Une étincelle s’alluma dans ses yeux assombris. Elle était soudain redevenue très calme, sereine. Elle serait la plus forte. A présent qu’elle avait pris sa décision, elle devait aller jusqu’au bout. Son père, le fort, ils n’avaient plus rien à lui apporter. Il lui fallait chercher ses alliés ailleurs. Son premier allié, ce serait elle-même. Partir, c’était le seul moyen de reconquérir un jour sa place. Pourtant, cela n’effaçait pas l’humiliation de cet instant. Elle n’eut même pas un regard pour son père, quand elle sortit en claquant la porte.

Mike Davis s’arrêta sur le pas de la porte. Il devinait plus qu’il ne voyait la forme sombre recroquevillée sur son lit dans la pénombre. Il s’approcha et vint s’asseoir à ses côtés. Inutile de poser la moindre question. Comme tous les hommes du fort, il savait parfaitement ce qui s’était passé quelques heures auparavant dans le bureau du colonel. C’est drôle comme cette scène lui en rappelait une autre, vécue quelques années plus tôt, dans le même décor d’un autre fort. Comme cette fois-là, c’est vers lui qu’elle s’était tournée, et comme cette fois-là, il était incapable de l’aider autrement qu’en essayant de la faire sourire:
"Alors, le croquemitaine te renvoie à Boston pour parfaire ton éducation ?
-Tu n’es pas drôle.
-Toi non plus. Et l’idée de te voir faire la tête à longueur de journée me déprime déjà... Qu’est-ce que tu comptes faire?
-Avoue que tu es content d’être débarrassé de moi.
-Ce n’est pas le mot que j’emploierais. Tu sais très bien que tous les gars vont te regretter... Même si tu es une sacrée tête de cochon.
-Merci, Mike. Là, tu me remontes drôlement le moral!"
Le sergent Davis soupira. Il passa son bras autour de ses épaules et l’attira contre lui. Et pour une fois, Fanny se laissa aller et calla sa tête contre son épaule. Elle fut secouée d’un tremblement nerveux, mais il savait qu’elle ne pleurerait pas.
"Tu sais, on en a parlé, avec Jo, et on est d’accord sur un point. On sait que ton heure viendra. Il te faut seulement être patiente.

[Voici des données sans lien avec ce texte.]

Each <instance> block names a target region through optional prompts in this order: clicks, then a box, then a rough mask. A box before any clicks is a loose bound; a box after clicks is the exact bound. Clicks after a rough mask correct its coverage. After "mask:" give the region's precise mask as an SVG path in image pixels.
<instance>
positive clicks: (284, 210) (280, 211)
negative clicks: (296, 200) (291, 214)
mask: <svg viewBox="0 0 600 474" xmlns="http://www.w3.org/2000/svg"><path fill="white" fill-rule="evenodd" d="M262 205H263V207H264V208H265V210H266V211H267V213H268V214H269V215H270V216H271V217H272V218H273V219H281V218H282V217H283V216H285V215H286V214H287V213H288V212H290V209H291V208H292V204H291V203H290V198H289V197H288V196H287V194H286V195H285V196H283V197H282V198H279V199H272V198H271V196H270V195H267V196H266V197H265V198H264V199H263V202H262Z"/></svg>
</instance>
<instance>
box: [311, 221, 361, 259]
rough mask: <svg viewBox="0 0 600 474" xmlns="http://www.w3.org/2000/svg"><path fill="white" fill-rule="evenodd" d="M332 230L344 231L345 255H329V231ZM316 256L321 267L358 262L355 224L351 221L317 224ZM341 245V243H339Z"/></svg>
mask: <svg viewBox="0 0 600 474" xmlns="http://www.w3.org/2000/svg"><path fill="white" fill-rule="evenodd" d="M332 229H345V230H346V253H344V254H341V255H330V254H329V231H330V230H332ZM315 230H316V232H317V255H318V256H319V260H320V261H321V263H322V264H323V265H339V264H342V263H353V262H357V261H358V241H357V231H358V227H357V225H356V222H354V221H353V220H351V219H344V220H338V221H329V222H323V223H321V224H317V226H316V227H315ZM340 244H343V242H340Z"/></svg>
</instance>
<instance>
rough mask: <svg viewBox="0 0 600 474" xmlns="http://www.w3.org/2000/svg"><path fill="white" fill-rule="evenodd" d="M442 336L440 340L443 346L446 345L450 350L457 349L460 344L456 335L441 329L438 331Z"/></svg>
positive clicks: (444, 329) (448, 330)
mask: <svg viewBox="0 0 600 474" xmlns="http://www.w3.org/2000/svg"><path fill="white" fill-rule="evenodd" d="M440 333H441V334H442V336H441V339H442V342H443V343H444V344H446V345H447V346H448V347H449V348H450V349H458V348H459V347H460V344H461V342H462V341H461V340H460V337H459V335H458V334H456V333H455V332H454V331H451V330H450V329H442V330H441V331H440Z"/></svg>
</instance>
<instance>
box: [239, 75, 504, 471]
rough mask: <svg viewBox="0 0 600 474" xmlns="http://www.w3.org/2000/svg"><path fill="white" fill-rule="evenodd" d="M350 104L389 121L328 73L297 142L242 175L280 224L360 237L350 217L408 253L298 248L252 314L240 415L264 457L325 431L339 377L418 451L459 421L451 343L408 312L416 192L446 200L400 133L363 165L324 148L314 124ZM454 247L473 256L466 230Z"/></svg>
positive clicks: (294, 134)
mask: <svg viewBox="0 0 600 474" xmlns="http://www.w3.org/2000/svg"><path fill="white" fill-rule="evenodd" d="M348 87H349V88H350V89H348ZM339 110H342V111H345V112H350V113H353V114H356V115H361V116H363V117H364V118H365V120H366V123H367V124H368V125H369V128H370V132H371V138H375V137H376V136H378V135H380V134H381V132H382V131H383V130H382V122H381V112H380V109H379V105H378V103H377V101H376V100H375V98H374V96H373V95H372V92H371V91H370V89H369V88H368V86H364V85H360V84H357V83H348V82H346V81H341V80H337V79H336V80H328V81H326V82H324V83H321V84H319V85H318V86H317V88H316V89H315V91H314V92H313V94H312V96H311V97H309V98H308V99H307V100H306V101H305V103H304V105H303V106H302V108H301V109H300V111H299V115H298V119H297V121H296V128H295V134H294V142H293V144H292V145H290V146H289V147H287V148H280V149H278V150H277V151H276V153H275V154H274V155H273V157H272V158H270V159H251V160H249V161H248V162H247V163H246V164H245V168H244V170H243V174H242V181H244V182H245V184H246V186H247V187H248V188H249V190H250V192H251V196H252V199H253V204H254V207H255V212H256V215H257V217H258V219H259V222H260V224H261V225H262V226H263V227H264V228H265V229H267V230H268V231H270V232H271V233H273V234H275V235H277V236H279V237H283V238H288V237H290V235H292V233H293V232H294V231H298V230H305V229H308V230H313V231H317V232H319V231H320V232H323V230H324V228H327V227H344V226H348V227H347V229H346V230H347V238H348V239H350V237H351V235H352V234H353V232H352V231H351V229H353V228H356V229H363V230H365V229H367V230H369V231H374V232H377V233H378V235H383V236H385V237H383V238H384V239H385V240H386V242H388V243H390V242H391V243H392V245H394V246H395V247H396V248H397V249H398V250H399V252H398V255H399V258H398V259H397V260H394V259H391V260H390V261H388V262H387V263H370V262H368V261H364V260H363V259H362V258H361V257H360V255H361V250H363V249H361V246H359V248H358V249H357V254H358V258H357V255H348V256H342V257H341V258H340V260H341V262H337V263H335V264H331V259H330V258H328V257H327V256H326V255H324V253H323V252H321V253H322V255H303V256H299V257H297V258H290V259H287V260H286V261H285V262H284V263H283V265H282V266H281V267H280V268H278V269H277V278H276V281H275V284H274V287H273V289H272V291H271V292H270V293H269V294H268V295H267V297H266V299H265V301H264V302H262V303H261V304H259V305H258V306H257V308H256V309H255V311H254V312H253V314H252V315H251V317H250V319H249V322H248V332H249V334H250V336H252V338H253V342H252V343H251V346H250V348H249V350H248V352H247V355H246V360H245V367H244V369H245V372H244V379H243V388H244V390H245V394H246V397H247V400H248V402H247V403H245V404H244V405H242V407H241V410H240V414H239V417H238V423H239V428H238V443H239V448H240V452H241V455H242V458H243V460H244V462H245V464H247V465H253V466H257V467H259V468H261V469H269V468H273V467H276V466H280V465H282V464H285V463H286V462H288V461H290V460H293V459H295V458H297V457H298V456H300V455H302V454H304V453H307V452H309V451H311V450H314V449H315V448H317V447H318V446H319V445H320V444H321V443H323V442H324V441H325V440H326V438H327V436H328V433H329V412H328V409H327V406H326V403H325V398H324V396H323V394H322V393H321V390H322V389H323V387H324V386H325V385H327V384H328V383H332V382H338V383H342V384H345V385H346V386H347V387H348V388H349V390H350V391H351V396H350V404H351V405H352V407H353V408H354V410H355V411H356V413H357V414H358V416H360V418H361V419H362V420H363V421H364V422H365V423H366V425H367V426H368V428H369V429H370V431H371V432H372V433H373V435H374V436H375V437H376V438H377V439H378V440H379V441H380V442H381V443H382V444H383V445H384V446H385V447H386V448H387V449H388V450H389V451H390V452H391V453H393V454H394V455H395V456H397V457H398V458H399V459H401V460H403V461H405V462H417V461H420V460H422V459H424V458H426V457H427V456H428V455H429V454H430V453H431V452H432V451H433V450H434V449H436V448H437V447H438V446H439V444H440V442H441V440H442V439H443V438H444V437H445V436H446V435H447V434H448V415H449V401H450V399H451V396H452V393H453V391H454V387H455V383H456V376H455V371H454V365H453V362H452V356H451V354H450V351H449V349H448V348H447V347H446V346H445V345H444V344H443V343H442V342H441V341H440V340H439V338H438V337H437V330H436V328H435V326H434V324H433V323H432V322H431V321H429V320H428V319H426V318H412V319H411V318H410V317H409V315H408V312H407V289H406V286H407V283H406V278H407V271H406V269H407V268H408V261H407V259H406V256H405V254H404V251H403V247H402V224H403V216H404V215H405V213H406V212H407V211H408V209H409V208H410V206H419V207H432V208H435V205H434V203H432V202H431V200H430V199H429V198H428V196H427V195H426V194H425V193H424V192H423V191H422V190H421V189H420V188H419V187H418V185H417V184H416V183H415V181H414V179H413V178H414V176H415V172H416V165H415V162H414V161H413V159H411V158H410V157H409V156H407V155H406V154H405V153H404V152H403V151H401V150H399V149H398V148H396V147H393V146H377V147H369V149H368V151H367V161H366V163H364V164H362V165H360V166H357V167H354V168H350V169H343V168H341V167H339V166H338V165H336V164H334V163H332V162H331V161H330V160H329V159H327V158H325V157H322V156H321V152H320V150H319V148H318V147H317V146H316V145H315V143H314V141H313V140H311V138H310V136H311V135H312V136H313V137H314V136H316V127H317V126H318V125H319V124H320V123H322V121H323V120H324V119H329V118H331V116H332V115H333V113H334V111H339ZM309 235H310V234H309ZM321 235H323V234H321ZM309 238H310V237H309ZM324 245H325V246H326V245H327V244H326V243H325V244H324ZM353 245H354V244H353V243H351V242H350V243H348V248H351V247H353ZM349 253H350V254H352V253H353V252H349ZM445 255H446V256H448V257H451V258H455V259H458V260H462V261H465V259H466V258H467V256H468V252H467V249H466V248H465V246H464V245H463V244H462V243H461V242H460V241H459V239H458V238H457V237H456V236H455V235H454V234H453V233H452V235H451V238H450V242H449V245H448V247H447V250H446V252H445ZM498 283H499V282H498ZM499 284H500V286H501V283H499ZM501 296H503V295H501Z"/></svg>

-Ouais", répondit Fanny, visiblement peu convaincue. Elle se dégagea de son étreinte et se leva.
"Mike, je voulais juste te dire que tout ce temps qu’on a passé côte à côte, ce sont les meilleurs moments de mon existence. T’avoir comme ami, comme frère, c’est peut-être ce qui m’est arrivé de mieux.
-Hé! On est toujours amis. Ca va pas s’arrêter là.
-Non, bien sûr. Fais attention à toi. Je ne serai plus là pour te tirer d’affaire."
Elle déposa un rapide baiser sur sa joue et le laissa seul dans la pénombre, perplexe devant la scène qui venait de se jouer.